【書庫】
心と表出の結びつき、選択や意志の複雑さ難しさに興味があるのでそこらへんの本をご紹介…
人間心理・行動関係書籍
アリス・ミラー「魂の殺人-親は子どもに何をしたか-」
1983年の本で、その人はなぜ他人や自分を傷つけるようになったのかを親-子の教育関係から考える原点的な位置づけらしいです。
子供が親から受けた抑圧が長じてどのような形で外に向かっていったり内に向かっていったりしていくのか。自分が受けた心の傷に正しく気付けないでいるような状態から子供を見つめ、受けた抑圧がねじれを伴って発露してくる様を捉え、そのもっとも象徴的な例としてヒトラーなどを再解釈するような試み。
金カムの中の直接的・擬似的・概念的親子構造の中でも「歪んだ巣」に近いところにいるキャラクター、また多くの囚人の言動を考える上で特に参考になってくるかなと。
國分功一郎「中動態の世界」
「する」と「される」という能動態と受動態の関係では語りきれぬ領域の行動、能動的に選んでいるようだけれどそう選択させられているような曖昧な状態というものをこれまで哲学はどうにもうまく捉えきれていないという問題意識から、近代になっていくにつれて失われた「中動態」という態を掘り出してくることで、そのような表し難い状態を哲学上に位置付けしていく試み。
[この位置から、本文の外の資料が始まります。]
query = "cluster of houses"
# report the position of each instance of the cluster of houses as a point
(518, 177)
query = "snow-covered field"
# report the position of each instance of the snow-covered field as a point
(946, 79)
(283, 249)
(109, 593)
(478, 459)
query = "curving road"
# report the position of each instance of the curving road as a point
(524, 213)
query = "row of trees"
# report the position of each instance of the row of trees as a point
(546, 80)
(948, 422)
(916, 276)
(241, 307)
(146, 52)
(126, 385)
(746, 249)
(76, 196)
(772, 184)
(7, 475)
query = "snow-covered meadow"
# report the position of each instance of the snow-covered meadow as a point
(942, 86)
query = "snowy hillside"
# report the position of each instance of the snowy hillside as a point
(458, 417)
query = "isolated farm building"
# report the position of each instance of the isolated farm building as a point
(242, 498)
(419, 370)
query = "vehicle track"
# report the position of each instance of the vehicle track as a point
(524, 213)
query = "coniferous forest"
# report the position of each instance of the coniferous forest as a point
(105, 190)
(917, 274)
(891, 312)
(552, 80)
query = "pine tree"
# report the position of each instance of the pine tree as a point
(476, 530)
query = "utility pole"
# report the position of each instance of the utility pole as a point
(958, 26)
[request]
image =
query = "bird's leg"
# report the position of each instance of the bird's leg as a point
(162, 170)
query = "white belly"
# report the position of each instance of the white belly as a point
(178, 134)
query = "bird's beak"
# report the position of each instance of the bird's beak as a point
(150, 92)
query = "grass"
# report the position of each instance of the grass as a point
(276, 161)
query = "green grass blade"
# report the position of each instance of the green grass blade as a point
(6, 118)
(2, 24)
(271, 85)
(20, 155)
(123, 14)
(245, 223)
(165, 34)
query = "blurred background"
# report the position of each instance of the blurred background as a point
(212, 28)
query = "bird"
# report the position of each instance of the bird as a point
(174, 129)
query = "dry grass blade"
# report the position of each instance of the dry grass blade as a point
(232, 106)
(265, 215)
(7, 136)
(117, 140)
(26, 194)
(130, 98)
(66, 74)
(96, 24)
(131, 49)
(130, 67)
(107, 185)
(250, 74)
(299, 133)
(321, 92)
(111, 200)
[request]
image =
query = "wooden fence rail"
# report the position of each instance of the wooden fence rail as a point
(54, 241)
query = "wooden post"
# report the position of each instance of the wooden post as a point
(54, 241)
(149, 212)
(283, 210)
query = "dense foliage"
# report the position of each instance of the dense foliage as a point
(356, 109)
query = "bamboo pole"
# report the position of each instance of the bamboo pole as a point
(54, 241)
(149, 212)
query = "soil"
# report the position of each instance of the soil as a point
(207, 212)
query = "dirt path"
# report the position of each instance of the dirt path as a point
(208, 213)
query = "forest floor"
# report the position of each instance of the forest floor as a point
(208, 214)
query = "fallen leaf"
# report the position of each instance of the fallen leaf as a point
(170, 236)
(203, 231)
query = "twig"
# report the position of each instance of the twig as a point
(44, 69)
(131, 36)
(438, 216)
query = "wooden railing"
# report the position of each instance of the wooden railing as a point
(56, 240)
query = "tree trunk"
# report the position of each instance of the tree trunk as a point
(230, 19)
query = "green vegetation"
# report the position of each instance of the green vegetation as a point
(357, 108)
本自体は実質、失われた中動態を探しにいく言語考古学探偵小説といった趣なので、実用的な参考とはいかないかもしれないけれど、能動態と受動態の関係では語りきれぬもの、選択と自由意志というものは非常に難しいものであるという考え方を持つという意味で重要な本。
ここ最近アシㇼパに突きつけられている、自分はどう選択するのか、その選択は本当に自分がしたいものなのかという命題を深く考えていく時に参考になってくるということはもちろん、イポプテ(ないし有古)や月島、鯉登、あるいは他のキャラクターの行動も、この複雑さの中から考えていくと色々な風景が見えてくるのではないかと。